DataDog / dd-trace-rb

Datadog Tracing Ruby Client
https://docs.datadoghq.com/tracing/
Other
311 stars 375 forks source link

`IOError` during tracing when running `PG::Connection#exec` in a thread #3891

Open tdeo opened 2 months ago

tdeo commented 2 months ago

Current behaviour

Hello,

We're getting the following IOError when using the parallel gem in the following way:

IOError: stream closed in another thread (IOError)
  from ddtrace (1.23.3) lib/datadog/tracing/contrib/pg/instrumentation.rb:27:in `exec'
  from ddtrace (1.23.3) lib/datadog/tracing/contrib/pg/instrumentation.rb:27:in `block in exec'
  from ddtrace (1.23.3) lib/datadog/tracing/contrib/pg/instrumentation.rb:142:in `block in trace'
  from ddtrace (1.23.3) lib/datadog/tracing/trace_operation.rb:198:in `block in measure'
  from ddtrace (1.23.3) lib/datadog/tracing/span_operation.rb:150:in `measure'
  from ddtrace (1.23.3) lib/datadog/tracing/trace_operation.rb:198:in `measure'
  from ddtrace (1.23.3) lib/datadog/tracing/tracer.rb:385:in `start_span'
  from ddtrace (1.23.3) lib/datadog/tracing/tracer.rb:159:in `block in trace'
  from ddtrace (1.23.3) lib/datadog/tracing/context.rb:45:in `activate!'
  from ddtrace (1.23.3) lib/datadog/tracing/tracer.rb:158:in `trace'
  from ddtrace (1.23.3) lib/datadog/tracing.rb:18:in `trace'
  from ddtrace (1.23.3) lib/datadog/tracing/contrib/pg/instrumentation.rb:105:in `trace'
  from ddtrace (1.23.3) lib/datadog/tracing/contrib/pg/instrumentation.rb:26:in `exec'
  from packs/devtools/db/app/services/devtools/fork_database_helper.rb:217:in `block in analyze'

My usage:

# packs/devtools/db/app/services/devtools/fork_database_helper.rb

def analyze(tables_to_analyze)
  Parallel.each(tables_to_analyze, in_threads: 4) do |table|
    conn = PG::Connection.new(connection_string)
    conn.exec("ANALYZE #{table}") # This is line 217
  ensure
    conn.finish if conn && !conn.finished?
  end
end

Expected behaviour

No error is thrown

Steps to reproduce

Running the code above

Environment

ivoanjo commented 1 month ago

Hey @tdeo!
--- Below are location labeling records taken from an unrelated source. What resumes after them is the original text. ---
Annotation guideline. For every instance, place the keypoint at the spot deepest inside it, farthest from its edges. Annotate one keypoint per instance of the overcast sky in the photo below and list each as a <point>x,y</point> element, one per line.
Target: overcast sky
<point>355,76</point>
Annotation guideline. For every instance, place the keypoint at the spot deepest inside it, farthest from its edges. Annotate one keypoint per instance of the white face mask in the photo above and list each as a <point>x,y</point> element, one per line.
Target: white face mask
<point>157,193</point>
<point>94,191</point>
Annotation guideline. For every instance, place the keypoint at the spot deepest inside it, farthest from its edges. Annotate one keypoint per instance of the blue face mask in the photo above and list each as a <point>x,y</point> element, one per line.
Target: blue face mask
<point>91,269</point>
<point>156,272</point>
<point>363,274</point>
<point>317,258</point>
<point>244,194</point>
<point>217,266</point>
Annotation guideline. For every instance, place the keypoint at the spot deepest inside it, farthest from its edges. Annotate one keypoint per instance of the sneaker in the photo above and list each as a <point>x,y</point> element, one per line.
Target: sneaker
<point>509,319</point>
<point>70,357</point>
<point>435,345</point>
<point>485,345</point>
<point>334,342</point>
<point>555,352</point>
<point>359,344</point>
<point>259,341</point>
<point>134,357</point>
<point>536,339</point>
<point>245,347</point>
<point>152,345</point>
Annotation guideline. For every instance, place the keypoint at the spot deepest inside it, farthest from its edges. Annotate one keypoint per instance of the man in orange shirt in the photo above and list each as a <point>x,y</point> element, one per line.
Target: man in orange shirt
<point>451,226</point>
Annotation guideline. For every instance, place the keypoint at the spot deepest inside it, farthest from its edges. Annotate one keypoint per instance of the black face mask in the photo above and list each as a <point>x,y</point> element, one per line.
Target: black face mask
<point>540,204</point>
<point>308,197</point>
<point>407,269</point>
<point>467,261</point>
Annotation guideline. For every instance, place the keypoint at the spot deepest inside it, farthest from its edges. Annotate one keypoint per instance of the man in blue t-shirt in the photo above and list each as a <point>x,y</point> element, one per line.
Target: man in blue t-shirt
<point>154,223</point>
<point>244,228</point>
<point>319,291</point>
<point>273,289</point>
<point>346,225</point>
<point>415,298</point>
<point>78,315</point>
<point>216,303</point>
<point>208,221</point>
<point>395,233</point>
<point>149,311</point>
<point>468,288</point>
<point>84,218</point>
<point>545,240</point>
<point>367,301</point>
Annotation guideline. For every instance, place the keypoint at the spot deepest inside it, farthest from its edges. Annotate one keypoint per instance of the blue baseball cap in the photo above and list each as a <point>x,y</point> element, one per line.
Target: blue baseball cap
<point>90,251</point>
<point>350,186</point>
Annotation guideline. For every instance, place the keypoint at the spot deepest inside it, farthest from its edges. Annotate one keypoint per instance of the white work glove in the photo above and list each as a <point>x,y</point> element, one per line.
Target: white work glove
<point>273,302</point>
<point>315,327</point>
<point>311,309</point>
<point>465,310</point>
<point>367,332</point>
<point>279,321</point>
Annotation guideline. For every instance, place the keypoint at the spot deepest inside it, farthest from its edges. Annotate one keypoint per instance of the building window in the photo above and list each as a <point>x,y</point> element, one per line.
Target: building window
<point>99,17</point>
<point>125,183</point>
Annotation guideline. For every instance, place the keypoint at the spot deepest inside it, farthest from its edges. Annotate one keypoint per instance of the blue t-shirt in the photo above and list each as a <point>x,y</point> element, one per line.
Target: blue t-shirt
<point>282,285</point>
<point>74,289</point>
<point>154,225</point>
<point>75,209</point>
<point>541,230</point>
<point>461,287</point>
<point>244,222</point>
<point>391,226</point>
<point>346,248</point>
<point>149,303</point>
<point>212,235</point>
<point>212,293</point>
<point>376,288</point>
Thanks for the report, and for the patience with our slow answer >_>

Yesterday I set aside some time to try to reproduce this and... I wasn't successful.

It sounds like you may be able to trigger this this on your side. If you're still up to helping us debug and fix this (if not -- that's ok! We did take a bunch of time to get back to you), can I ask you to try:

While we don't know of issues with either of those two currently, I think those would be the most likely culprits for pinning this down.